Las familias de las víctimas y de los presos, los guardiacárceles y los reclusos que no son bandidos

A los presos se los pena, pero las penas se reparten entre muchos otros, incluso sin comerlas ni digerirla.

La historia de la inseguridad es, de alguna forma, quizás de una forma central, la historia de las víctimas que en general aparecen perdidas en el relato del Uruguay violento.
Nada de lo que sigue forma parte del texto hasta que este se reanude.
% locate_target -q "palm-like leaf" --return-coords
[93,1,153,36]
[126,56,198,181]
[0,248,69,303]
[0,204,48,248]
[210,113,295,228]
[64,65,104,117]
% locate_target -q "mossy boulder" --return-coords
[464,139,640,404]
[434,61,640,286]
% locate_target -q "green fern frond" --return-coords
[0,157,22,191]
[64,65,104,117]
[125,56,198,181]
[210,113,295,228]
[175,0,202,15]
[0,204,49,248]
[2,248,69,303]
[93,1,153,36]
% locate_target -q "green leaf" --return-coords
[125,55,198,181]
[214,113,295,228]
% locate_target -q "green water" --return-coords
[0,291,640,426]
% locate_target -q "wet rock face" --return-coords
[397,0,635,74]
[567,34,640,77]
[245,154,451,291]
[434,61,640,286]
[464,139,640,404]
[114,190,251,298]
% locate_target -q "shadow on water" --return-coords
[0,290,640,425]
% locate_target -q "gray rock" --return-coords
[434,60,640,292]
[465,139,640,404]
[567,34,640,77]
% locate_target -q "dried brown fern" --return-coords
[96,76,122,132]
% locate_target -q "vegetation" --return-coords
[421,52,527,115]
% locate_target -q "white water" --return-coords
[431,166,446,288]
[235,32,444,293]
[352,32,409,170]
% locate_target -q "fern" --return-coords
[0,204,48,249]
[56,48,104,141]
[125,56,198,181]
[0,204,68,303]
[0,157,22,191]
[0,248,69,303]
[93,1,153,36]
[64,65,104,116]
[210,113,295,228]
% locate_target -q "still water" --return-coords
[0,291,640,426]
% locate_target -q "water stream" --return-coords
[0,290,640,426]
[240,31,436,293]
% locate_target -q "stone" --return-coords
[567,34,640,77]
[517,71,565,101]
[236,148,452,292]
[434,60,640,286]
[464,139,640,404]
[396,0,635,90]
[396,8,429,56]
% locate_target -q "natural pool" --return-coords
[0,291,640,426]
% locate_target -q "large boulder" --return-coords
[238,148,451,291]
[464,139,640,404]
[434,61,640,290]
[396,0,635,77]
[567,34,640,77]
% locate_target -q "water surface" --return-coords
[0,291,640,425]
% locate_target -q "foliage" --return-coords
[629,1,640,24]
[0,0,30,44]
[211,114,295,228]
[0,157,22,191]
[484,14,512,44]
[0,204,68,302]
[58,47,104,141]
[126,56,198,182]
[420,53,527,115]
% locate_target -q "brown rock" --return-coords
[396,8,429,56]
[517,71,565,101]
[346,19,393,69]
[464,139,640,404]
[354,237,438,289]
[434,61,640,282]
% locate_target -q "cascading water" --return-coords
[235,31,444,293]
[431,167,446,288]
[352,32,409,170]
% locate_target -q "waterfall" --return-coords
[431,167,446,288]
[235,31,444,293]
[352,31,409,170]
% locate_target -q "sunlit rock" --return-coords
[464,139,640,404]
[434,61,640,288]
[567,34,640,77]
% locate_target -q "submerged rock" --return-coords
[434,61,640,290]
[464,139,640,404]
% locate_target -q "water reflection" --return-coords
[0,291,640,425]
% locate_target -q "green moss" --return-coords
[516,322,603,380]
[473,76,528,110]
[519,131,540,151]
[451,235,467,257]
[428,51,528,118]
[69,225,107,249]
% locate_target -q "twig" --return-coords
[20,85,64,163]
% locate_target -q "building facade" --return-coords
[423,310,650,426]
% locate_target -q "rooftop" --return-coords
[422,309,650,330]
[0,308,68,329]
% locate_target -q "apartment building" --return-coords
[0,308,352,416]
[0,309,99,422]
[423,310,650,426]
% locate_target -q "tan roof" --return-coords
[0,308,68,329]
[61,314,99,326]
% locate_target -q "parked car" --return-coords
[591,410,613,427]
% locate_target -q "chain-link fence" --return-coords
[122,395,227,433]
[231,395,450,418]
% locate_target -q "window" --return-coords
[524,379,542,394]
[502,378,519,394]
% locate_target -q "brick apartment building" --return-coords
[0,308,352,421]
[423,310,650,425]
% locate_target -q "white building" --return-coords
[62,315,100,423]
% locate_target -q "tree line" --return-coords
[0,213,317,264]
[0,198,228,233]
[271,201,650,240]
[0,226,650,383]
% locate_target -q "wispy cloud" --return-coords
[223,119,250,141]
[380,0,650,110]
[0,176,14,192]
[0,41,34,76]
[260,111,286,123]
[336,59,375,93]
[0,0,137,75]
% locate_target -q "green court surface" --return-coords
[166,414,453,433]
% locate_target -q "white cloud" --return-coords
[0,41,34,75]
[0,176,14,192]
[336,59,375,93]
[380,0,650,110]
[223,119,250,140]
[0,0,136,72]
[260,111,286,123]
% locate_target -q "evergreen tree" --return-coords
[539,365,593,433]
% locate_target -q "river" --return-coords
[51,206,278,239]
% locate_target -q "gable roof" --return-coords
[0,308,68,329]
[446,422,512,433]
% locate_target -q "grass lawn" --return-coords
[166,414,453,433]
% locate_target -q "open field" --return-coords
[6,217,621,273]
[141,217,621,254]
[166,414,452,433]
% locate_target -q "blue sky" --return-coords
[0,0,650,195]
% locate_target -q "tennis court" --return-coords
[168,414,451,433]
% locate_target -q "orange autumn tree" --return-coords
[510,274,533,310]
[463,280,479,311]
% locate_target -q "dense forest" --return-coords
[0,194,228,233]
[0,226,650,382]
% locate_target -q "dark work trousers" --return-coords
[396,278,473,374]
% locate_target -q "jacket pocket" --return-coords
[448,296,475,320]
Las víctimas tienen diversas características y ubicación en el horizonte de la seguridad pública.

Las más elocuentes, pero no por ello bien consideradas ni tenidas en cuenta, son aquellas afectadas directamente por el hecho delictivo, las asesinadas, rapiñadas, golpeadas, violadas.

En 2013 el Parlamento aprobó una ley para contemplar a las víctimas y familiares de quienes hayan sido afectados por un episodio de violencia delictiva.

El artículo 2 de la norma dice que un 10% "de los ingresos salariales que perciban las personas privadas de libertad se destinará al Ministerio del Interior, a los efectos de fortalecer el Centro de Atención a las Víctimas de la Violencia y el Delito".

Esto es -por lo menos- extraño, si se considera que la última encuesta de cárceles mostró que el 50% de los presos nunca tuvo un trabajo estable y dentro de prisión un 35% se niega a realizar tarea alguna.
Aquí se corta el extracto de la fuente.